Платьев, в конечном итоге, он купил ей два. Лизе понравилось одно: бешено-синее, бархатное, со сложными драпировками по левому плечу и открытым правым. Роберту другое: медного цвета, похожее на простой сарафан на бретельках. С чуть присборенной юбкой. Но сшито оно было из изысканных кружев.
Поздним вечером он делал ей предложение в доме родителей. Чтобы сделать приятное маме, папе, да и себе заодно, даже припал на одно колено. Надел Лизе кольцо на палец. Все прослезились — включая и отца. Роберт улыбался: он был счастлив. Непомерно, нереально, абсолютно счастлив…
Глава двадцать четвертая
Роберту снилось, что Лизы нет. В этом сне не было картинок: ярких, тревожащий, хотя бы страшных. Не было звуков. Было лишь понимание того, что ее нет. Он не хотел там находиться, в этом сне, он понимал, что это сон, но никак не мог проснуться.
Наконец он очнулся — и понял — ее действительно нет рядом. В голове застучало: он резко вскочил. Окно было напротив постели: Роберт выглянул — выдохнул с облегчением. В ночной темени, смазанной непрекращающимся дождем, ярко сияли окна ее мастерской. Значит, она посреди ночи удрала туда.
Роберт тяжело вздохнул. Тогда они вернулись домой. Она унеслась рисовать с самого утра. Приготовления к рождеству, которые последовали за этим, ее лишь раздражали. Двадцать четвертого декабря, накануне Рождественской ночи, он запер перед ее носом дверь в гостиную и заявил, что она войдет туда лишь в полночь. Раз уж она не участвовала в приготовлениях.

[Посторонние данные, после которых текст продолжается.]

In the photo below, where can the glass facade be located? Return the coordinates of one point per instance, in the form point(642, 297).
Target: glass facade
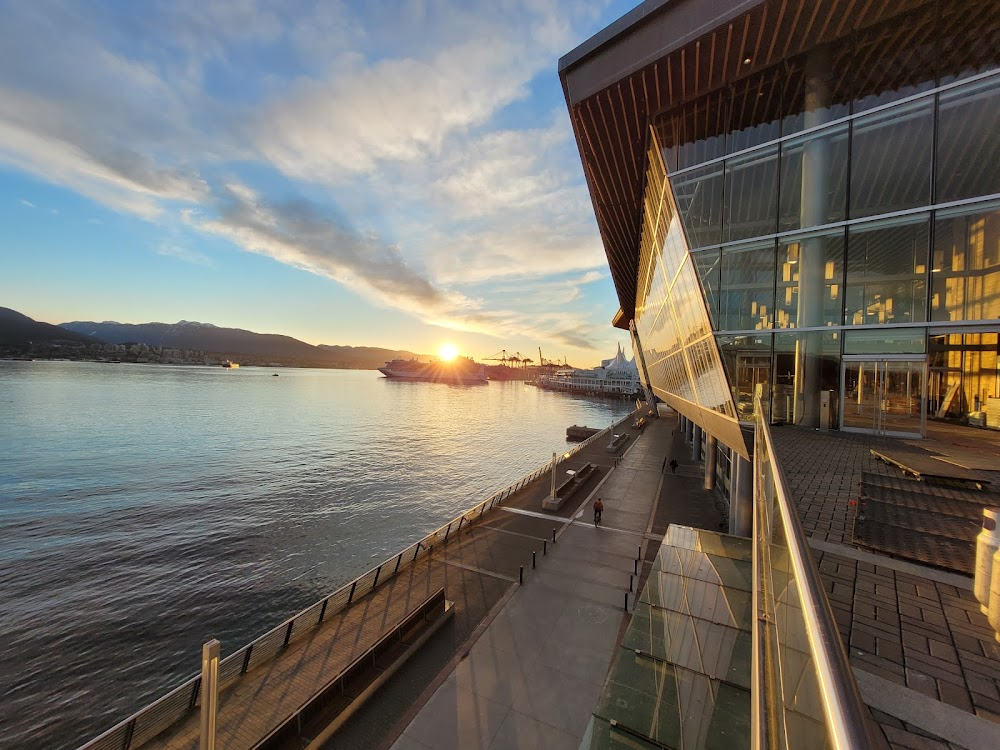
point(845, 205)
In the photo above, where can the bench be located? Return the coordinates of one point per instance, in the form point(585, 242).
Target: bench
point(323, 714)
point(569, 487)
point(617, 442)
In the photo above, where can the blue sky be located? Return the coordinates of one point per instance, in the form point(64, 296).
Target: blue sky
point(393, 174)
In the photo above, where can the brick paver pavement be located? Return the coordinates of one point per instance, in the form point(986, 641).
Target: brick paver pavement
point(908, 624)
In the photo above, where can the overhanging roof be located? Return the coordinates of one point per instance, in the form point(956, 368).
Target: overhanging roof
point(666, 53)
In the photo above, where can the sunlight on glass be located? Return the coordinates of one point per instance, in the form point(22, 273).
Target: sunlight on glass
point(448, 352)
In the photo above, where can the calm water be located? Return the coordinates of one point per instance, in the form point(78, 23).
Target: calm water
point(146, 509)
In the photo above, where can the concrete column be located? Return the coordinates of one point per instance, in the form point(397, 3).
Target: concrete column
point(710, 459)
point(741, 497)
point(812, 258)
point(209, 693)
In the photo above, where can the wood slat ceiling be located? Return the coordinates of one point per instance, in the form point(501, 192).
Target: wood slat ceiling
point(890, 42)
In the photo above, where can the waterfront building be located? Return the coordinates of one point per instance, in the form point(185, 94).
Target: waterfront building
point(800, 203)
point(617, 376)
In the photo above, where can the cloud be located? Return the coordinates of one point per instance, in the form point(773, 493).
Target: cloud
point(189, 256)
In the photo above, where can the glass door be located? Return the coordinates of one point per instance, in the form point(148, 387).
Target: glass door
point(884, 396)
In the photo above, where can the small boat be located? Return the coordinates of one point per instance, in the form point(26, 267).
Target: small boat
point(461, 370)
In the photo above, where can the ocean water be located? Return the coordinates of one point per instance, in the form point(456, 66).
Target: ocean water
point(147, 509)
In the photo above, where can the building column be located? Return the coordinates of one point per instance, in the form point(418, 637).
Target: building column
point(741, 497)
point(812, 255)
point(641, 359)
point(710, 459)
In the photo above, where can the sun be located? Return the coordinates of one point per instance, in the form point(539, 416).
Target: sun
point(448, 352)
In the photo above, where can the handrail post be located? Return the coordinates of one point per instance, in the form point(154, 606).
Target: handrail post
point(209, 693)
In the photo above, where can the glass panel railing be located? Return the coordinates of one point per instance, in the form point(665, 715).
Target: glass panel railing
point(804, 693)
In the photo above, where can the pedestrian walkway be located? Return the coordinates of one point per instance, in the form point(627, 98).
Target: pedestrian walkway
point(534, 676)
point(926, 658)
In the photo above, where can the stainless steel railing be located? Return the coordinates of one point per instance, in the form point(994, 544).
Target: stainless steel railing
point(148, 722)
point(804, 693)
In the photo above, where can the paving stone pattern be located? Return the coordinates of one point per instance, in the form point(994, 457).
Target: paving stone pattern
point(907, 628)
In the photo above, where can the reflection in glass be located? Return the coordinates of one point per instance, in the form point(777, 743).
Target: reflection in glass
point(887, 272)
point(810, 281)
point(969, 141)
point(699, 201)
point(751, 191)
point(813, 179)
point(965, 273)
point(747, 289)
point(891, 159)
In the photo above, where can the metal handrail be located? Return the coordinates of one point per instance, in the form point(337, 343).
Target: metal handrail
point(121, 735)
point(847, 718)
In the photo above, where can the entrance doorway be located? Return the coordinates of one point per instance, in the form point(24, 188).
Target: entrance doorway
point(884, 395)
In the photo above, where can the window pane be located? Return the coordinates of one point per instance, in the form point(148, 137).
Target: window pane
point(816, 166)
point(810, 281)
point(891, 159)
point(887, 273)
point(751, 187)
point(969, 141)
point(709, 264)
point(699, 202)
point(965, 275)
point(747, 298)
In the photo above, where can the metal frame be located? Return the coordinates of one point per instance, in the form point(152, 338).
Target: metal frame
point(848, 721)
point(919, 358)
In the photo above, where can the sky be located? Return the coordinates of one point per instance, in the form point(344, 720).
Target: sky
point(385, 173)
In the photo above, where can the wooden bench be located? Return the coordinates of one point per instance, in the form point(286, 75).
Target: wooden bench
point(617, 442)
point(568, 488)
point(322, 715)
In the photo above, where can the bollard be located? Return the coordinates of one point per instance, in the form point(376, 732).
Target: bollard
point(994, 610)
point(987, 544)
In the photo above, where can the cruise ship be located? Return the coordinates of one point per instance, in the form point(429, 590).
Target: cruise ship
point(618, 376)
point(461, 370)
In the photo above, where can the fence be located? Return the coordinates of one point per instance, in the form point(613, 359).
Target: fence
point(182, 700)
point(804, 694)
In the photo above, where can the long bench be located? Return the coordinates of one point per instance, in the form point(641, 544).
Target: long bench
point(321, 716)
point(568, 488)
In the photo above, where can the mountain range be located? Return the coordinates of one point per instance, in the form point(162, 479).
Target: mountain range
point(19, 332)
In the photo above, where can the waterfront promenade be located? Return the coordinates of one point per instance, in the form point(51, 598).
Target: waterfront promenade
point(924, 655)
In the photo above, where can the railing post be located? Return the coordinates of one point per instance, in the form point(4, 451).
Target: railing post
point(209, 693)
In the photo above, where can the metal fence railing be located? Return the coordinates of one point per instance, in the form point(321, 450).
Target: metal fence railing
point(804, 693)
point(183, 700)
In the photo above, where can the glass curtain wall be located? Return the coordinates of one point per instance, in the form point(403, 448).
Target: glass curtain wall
point(855, 189)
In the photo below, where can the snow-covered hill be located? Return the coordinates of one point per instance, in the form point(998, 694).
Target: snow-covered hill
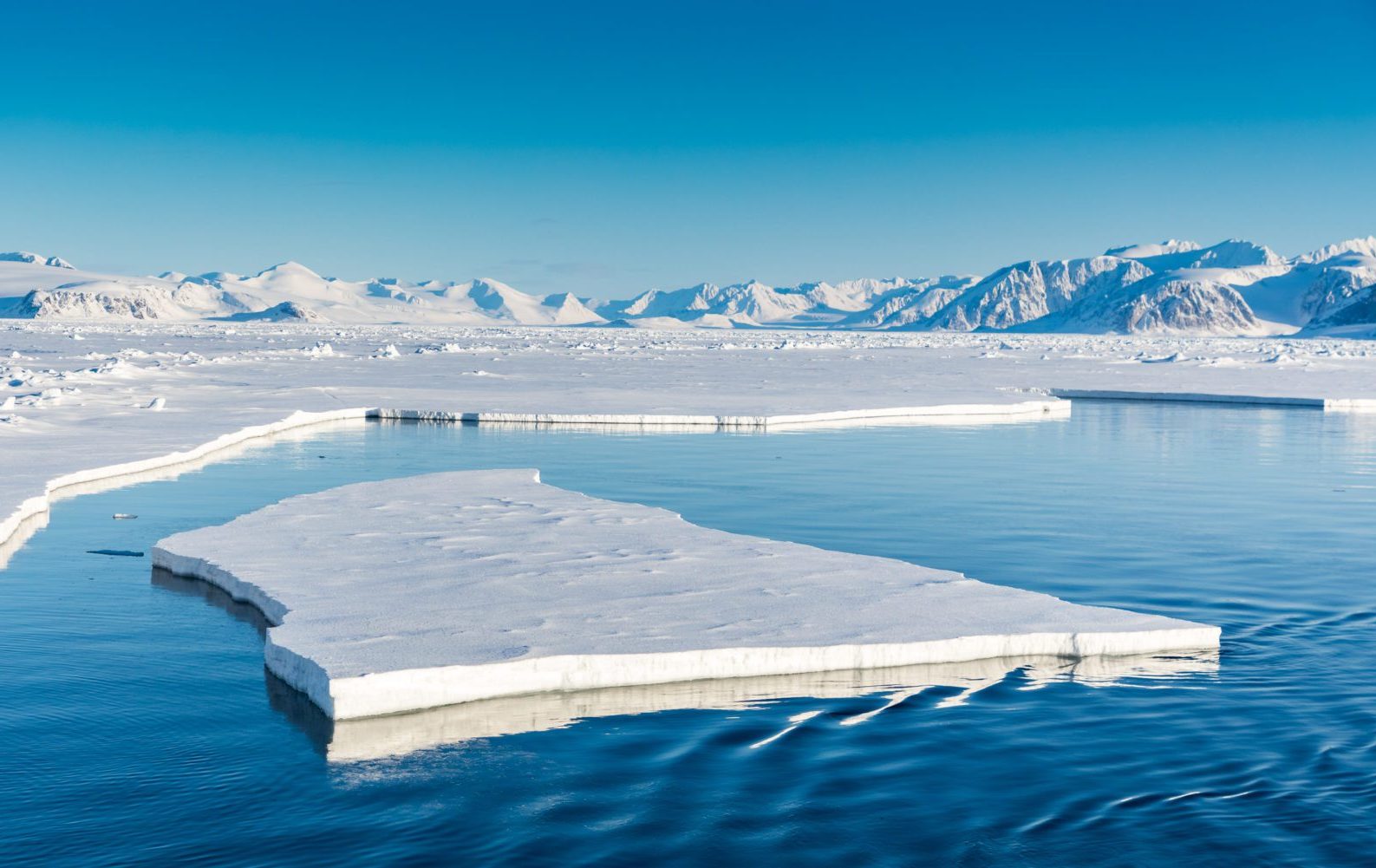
point(1174, 286)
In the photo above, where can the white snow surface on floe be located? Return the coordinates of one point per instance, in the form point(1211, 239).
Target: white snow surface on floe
point(431, 591)
point(77, 401)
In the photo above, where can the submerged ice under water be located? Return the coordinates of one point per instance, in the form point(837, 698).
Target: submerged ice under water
point(140, 725)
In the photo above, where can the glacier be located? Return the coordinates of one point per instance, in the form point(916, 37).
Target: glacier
point(1232, 288)
point(433, 591)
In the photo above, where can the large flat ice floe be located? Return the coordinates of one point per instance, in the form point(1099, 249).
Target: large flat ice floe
point(450, 588)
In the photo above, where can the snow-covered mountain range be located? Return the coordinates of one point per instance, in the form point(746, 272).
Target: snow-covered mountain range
point(1174, 286)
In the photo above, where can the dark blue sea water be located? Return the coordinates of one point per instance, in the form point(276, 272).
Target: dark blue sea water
point(136, 724)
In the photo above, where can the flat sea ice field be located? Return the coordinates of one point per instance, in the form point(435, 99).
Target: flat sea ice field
point(140, 725)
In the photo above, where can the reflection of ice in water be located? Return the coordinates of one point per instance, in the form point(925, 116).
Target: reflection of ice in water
point(396, 734)
point(402, 734)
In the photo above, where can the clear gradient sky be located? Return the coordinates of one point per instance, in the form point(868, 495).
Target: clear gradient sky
point(606, 149)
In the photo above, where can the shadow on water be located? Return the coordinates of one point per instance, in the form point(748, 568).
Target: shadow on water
point(396, 734)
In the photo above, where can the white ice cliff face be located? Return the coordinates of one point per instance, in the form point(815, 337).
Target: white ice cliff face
point(1233, 288)
point(581, 593)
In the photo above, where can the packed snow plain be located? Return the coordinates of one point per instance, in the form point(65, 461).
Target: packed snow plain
point(105, 403)
point(450, 588)
point(88, 403)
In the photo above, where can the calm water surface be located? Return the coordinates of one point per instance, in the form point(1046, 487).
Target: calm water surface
point(138, 727)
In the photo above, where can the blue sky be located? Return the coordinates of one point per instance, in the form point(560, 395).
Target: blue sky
point(604, 149)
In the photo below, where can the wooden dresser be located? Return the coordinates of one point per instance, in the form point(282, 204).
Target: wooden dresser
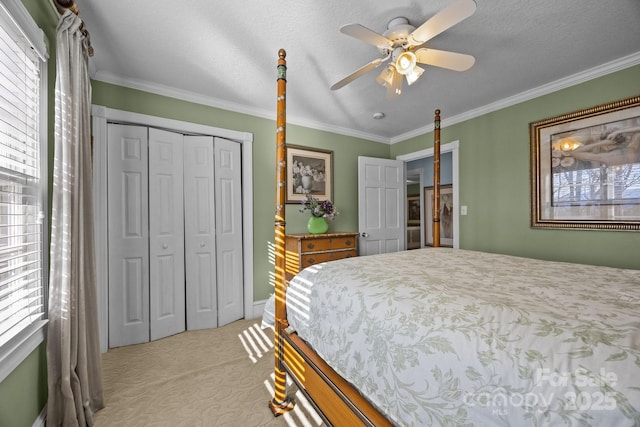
point(304, 250)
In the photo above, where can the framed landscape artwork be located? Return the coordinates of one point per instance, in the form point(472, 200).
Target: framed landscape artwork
point(585, 168)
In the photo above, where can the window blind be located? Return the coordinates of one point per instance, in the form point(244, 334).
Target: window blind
point(21, 240)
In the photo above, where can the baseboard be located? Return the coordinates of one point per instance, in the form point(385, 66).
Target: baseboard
point(258, 309)
point(42, 418)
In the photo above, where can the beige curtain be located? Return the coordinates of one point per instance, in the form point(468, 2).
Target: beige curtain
point(73, 350)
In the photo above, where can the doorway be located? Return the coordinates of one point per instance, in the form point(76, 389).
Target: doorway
point(452, 149)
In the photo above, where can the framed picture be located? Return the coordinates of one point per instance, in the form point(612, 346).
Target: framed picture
point(309, 171)
point(585, 168)
point(413, 210)
point(446, 215)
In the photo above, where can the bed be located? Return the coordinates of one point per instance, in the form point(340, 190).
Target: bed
point(441, 336)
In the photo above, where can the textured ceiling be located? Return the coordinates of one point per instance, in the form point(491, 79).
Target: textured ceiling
point(224, 53)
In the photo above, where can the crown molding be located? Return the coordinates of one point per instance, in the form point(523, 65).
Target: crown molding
point(584, 76)
point(183, 95)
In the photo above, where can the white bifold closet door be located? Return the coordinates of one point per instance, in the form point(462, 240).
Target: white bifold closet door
point(175, 236)
point(166, 235)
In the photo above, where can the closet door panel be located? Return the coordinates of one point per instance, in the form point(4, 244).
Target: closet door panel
point(128, 235)
point(200, 229)
point(228, 187)
point(166, 234)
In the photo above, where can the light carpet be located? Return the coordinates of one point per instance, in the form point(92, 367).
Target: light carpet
point(212, 377)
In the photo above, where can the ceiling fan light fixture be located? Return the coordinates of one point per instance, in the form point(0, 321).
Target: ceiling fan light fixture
point(406, 62)
point(385, 78)
point(414, 75)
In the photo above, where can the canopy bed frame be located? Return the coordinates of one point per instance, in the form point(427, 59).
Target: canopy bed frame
point(335, 398)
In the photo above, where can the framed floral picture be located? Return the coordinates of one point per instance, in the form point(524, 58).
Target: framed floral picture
point(309, 171)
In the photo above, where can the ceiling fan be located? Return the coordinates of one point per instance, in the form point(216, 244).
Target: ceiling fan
point(404, 45)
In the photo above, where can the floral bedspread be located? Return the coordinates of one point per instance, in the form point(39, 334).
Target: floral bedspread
point(442, 336)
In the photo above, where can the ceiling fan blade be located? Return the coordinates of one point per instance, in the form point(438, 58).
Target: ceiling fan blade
point(359, 72)
point(366, 35)
point(446, 18)
point(444, 59)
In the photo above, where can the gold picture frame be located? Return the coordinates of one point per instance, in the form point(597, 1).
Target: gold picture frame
point(585, 168)
point(309, 171)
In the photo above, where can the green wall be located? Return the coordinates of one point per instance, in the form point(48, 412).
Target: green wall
point(23, 393)
point(494, 178)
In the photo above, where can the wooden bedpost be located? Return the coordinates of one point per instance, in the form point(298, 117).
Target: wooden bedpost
point(280, 402)
point(436, 180)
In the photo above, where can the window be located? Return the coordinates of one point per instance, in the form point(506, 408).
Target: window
point(22, 149)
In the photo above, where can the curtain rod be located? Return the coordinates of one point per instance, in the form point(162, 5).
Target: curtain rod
point(61, 6)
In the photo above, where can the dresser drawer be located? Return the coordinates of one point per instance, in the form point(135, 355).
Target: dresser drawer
point(304, 250)
point(327, 243)
point(319, 257)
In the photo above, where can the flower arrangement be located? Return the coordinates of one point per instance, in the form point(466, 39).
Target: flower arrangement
point(322, 209)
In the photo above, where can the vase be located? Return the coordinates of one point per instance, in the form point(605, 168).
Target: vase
point(317, 225)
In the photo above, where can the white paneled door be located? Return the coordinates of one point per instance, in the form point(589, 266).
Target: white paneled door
point(229, 230)
point(175, 233)
point(200, 233)
point(128, 213)
point(381, 199)
point(166, 235)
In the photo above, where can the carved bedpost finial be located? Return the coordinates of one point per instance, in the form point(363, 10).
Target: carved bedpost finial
point(436, 180)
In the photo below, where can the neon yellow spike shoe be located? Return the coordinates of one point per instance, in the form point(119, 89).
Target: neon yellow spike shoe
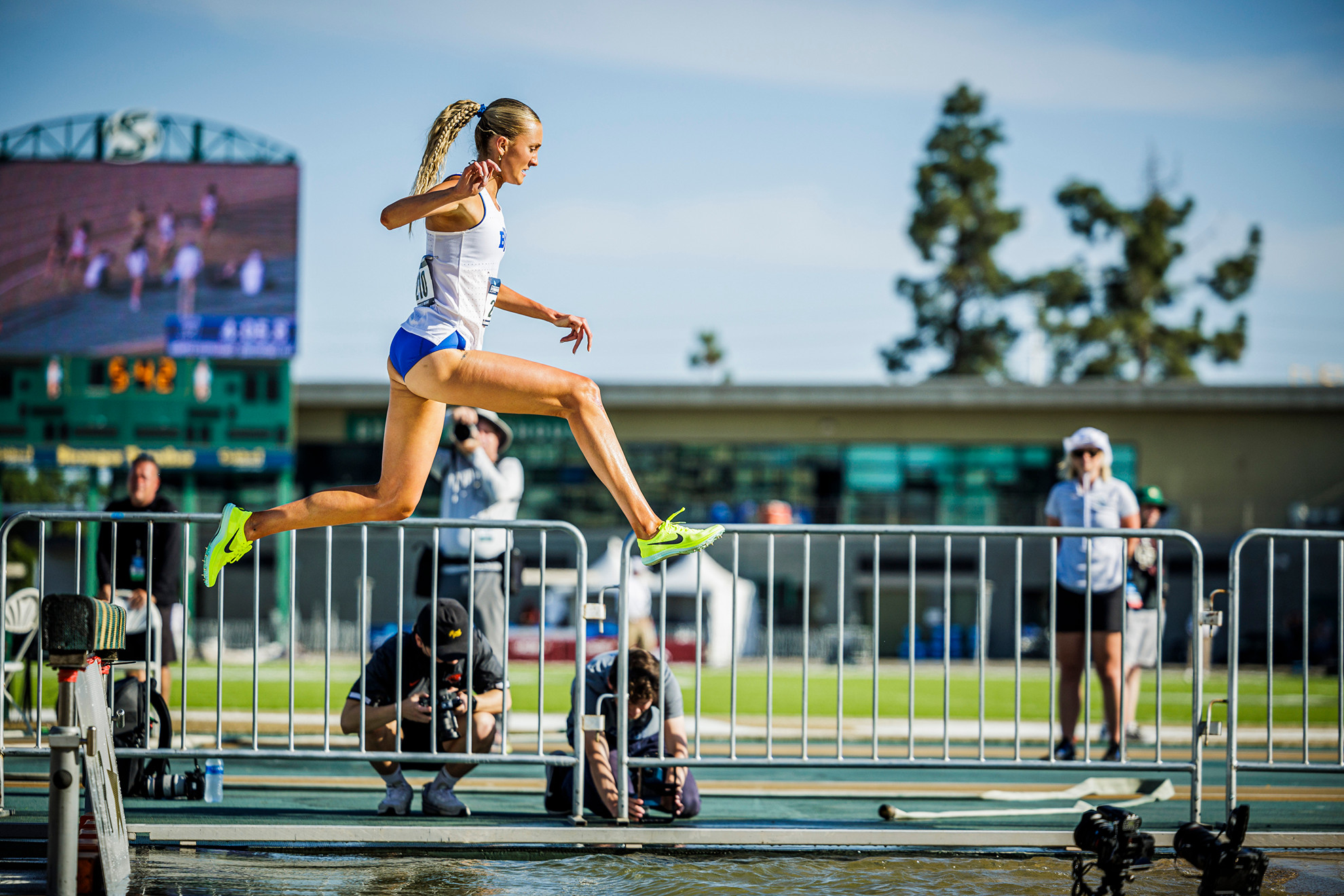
point(672, 539)
point(227, 546)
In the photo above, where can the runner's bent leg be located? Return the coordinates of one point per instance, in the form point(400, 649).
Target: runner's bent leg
point(410, 440)
point(510, 384)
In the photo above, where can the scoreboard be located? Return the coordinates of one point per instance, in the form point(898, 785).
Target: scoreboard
point(191, 413)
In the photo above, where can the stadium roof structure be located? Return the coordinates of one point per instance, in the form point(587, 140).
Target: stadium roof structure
point(179, 138)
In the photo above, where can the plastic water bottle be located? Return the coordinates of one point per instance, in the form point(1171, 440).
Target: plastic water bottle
point(214, 781)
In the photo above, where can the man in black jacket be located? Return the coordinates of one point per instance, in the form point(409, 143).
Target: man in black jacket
point(417, 684)
point(162, 583)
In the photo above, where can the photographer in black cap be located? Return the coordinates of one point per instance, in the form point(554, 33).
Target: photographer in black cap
point(417, 691)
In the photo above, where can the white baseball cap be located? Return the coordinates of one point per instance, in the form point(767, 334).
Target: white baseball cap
point(1089, 437)
point(493, 419)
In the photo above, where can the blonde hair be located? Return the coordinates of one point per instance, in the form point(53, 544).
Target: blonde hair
point(1069, 472)
point(500, 119)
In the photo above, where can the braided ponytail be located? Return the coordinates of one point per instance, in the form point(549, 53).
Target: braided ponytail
point(503, 117)
point(441, 136)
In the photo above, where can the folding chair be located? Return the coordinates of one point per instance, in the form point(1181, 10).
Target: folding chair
point(22, 614)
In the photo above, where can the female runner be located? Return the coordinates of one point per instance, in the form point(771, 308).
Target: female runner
point(436, 358)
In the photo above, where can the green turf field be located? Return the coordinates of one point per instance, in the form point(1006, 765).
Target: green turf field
point(788, 691)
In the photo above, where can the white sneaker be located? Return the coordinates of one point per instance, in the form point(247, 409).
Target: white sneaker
point(398, 800)
point(437, 800)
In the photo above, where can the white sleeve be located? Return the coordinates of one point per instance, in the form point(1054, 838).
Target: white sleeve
point(500, 483)
point(1125, 502)
point(1054, 504)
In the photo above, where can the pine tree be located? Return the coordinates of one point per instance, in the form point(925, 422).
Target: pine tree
point(1121, 326)
point(958, 223)
point(710, 355)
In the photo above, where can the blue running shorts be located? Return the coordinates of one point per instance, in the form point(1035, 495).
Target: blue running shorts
point(407, 348)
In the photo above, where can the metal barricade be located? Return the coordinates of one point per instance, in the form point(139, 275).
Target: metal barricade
point(1303, 538)
point(327, 751)
point(806, 755)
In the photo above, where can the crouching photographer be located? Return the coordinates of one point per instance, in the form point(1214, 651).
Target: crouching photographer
point(670, 790)
point(417, 690)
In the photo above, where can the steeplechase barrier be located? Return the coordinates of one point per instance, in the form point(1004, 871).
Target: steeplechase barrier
point(1238, 598)
point(326, 753)
point(799, 540)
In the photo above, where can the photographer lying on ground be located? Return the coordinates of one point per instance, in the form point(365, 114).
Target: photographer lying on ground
point(671, 790)
point(411, 686)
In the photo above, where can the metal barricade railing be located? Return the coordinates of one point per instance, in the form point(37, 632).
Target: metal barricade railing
point(327, 751)
point(1237, 599)
point(910, 535)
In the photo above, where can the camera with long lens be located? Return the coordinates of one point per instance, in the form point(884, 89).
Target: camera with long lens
point(1121, 848)
point(164, 785)
point(1227, 867)
point(448, 703)
point(464, 432)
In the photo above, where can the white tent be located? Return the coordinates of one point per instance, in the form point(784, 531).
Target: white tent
point(717, 583)
point(720, 598)
point(606, 572)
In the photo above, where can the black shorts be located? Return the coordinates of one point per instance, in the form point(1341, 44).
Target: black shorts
point(136, 648)
point(415, 739)
point(1108, 610)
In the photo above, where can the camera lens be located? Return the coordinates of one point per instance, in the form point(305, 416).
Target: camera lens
point(1197, 844)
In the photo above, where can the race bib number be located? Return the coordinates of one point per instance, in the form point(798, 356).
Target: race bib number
point(493, 293)
point(424, 284)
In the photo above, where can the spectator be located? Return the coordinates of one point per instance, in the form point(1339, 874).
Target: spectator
point(413, 687)
point(671, 790)
point(1142, 598)
point(252, 276)
point(186, 269)
point(96, 276)
point(208, 210)
point(159, 584)
point(477, 485)
point(137, 265)
point(79, 246)
point(167, 234)
point(1090, 498)
point(60, 248)
point(138, 222)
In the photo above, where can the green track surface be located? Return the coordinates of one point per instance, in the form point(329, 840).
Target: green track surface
point(337, 805)
point(717, 699)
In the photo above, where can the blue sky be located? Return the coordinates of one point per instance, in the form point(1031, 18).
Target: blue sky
point(745, 163)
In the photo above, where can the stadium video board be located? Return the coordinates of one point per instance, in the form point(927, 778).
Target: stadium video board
point(156, 258)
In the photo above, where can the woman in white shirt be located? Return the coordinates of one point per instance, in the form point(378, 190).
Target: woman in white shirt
point(1093, 499)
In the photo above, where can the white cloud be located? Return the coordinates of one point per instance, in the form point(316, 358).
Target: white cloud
point(893, 48)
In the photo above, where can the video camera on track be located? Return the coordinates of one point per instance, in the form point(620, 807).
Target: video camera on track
point(449, 701)
point(1227, 867)
point(1121, 848)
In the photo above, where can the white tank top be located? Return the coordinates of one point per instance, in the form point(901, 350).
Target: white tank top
point(458, 284)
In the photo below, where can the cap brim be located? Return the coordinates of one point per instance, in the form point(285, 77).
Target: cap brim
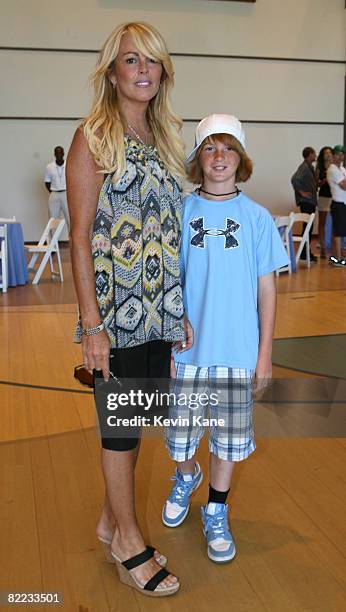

Лиза лишь пожала плечами. Однако вечером все пыталась проникнуть в гостиную — одним глазком взглянуть на елку. Но Роберт был непреклонен.
— Только вечером. И только в красивом платье.
— Какой ты грозный! — Лиза смотрела на него насмешливо. В окружении своих драконов, в замызганном краской комбинезоне, пропахшая краской она казалась настолько на своем месте, что Роберту на секунду показалось преступлением отрывать ее от творческого процесса.
Но он успешно подавил эти мысли. Все-таки праздник. Первый их совместный. И какой! Волшебное рождество…
— А вот у нас, в России, рождество в ночь с седьмого на восьмое января, — проворчала Лиза.
— Все у вас не как у людей, — ответил Роберт.
— Так, я бы попросила!
— Шучу. Только шучу! — и постарался сменить ему поскорей — еще не хватало поругаться. — Слушай, а мне вот кажется, что твои драконы уже готовы. Посмотри — они же красивые. На больших полотнах. Чего же ты хочешь добиться еще?
Лиза посмотрела на него почти с жалостью:
— Это настолько не законченные картины, что… и говорить не о чем. Наброски практически…
— Наброски? — Роберт оглядел мастерскую, огромные картины, расставленные по мольбертам. Двенадцать готовых картин. Взгляд задерживается на любимых.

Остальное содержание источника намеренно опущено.